Monsieur [U] [N] et Madame [B] [N] produisent un décompte indiquant que Mme [E] [H] restent devoir la somme de 5758,98 euros, terme du mois d'août 2024 inclus, mais réduisent leur demande à la somme de 5432,03 après déduction des frais d'huissier imputés au débit du compte de la locataire (165,50 € +161,45€).
Mme [E] [H], non-comparante, n'apporte par définition aucun élément de nature à contester le principe, ni le montant de cette dette.
Elle sera par conséquent condamnée au paiement de la somme de 5432,03 euros au titre des loyers, charges et indemnités d'occupation, terme du mois d'août 2024 inclus, assortie des intérêts de retard au taux légal à compter de la présente décision.
Sur les mesures accessoires
Mme [E] [H], partie perdante, supportera la charge des dépens, qui comprendront notamment le coût du commandement de payer.
Compte tenu des démarches judiciaires qu'ont dû accomplir Monsieur [U] [N] et Madame [B] [N], Mme [E] [H] sera condamnée à leur verser la somme de 400 euros au titre de l'article 700 du code de procédure civile.
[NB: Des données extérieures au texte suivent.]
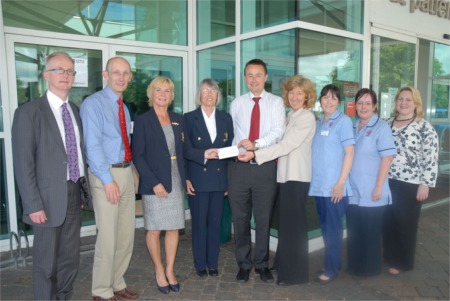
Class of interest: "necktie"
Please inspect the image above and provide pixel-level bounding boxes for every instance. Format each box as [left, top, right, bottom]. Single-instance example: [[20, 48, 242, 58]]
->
[[62, 103, 80, 183], [117, 98, 131, 162], [248, 97, 261, 142]]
Le jugement est de plein droit assorti de l'exécution provisoire.
PAR CES MOTIFS,
Le juge des contentieux de la protection, statuant par mise à disposition au greffe, par jugement réputé contradictoire et en premier ressort,
CONSTATE que les conditions d'acquisition de la clause résolutoire figurant au bail conclu le 9 juillet 2021 entre Monsieur [U] [N] et Madame [B] [N] et Mme [E] [H] concernant l'appartement à usage d'habitation et le parking situé [Adresse 5] à [Localité 12] sont réunies à la date du 29 avril 2024 ;
ORDONNE en conséquence à Mme [E] [H] de libérer les lieux et de restituer les clés dès la signification du présent jugement ;
DIT qu'à défaut pour Mme [E] [H] d'avoir volontairement libéré les lieux et restitué les clés, Monsieur [U] [N] et Madame [B] [N] pourront, deux mois après la signification d'un commandement de quitter les lieux, faire procéder à son expulsion ainsi qu'à celle de tous occupants de son chef, y compris le cas échéant avec le concours de la force publique ;
CONDAMNE Mme [E] [H] à verser à Monsieur [U] [N] et Madame [B] [N] une indemnité mensuelle d'occupation d'un montant équivalent à celui du loyer et des charges, tel qu'il aurait été si le contrat s'était poursuivi, dûment justifié au stade de l'exécution, et ce à compter du 30 avril 2024, et jusqu'à la date de la libération effective et définitive des lieux, caractérisée par la restitution des clés ;
CONDAMNE Mme [E] [H] à verser à Monsieur [U] [N] et Madame [B] [N] la somme de 5432,03 euros au titre des loyers, charges et indemnités d'occupation échus, terme du mois d'août 2024 inclus, assortie des intérêts de retard au taux légal à compter de la présente décision ;
CONDAMNE Mme [E] [H] à verser à Monsieur [U] [N] et Madame [B] [N] une somme de 400 euros au titre de l'article 700 du code de procédure civile ;
CONDAMNE Mme [E] [H] aux dépens, qui comprendront notamment le coût du commandement de payer du 29 février 2024;
RAPPELLE que le jugement est de plein droit exécutoire par provision ;
Ainsi jugé et prononcé le 20 décembre 2024 par mise à disposition du jugement au greffe.